And I've a couple newb questions of my own, too..
I've been lifting recreationally for the past year or so, but I want to step my game up. I've decided to cut first so I have a solid base to work with, not too deep, just enough to get a bit of the pudge off my hips (refer to pictures). Judging from the other pictures posted.. I'd estimate I'm at, say.. 20% ? Give or take a few. I'm also pretty small.. I'm 5'6" and 133 lbs. I've been eating around 1500-1900 calories for 11 days and I haven't noticed any drops in numbers though I am shaping up a little, imo.

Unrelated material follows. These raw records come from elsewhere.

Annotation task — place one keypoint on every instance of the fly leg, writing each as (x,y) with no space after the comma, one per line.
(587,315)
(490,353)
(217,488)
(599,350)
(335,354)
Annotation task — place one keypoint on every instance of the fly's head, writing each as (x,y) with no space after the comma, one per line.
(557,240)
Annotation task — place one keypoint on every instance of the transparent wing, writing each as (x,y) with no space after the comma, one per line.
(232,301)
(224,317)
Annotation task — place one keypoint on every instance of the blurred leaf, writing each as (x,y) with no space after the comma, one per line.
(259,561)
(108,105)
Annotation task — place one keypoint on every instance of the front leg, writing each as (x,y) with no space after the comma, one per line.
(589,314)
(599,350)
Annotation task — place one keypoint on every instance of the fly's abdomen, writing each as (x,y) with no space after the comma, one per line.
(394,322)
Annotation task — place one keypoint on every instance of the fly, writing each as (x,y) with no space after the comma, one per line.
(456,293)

My main question has to do with weights. I lift weights with moderate intensity at minimum 3 times a week, but in between the days I'm looking for a good calorie burn and something to do. Since I'm not lifting heavy enough to get bigger, can it hurt to work out the same muscles 2 days back-to-back? And is the main purpose of weights while cutting to retain strength and burn calories?

I spent about a month stressing and planning and executing my macros, and it didn't do a thing for me, I get all caught up on the technicalities I lose interest in the art. should I just shoot for around 1500-1900 and keep my protein around 110 g's?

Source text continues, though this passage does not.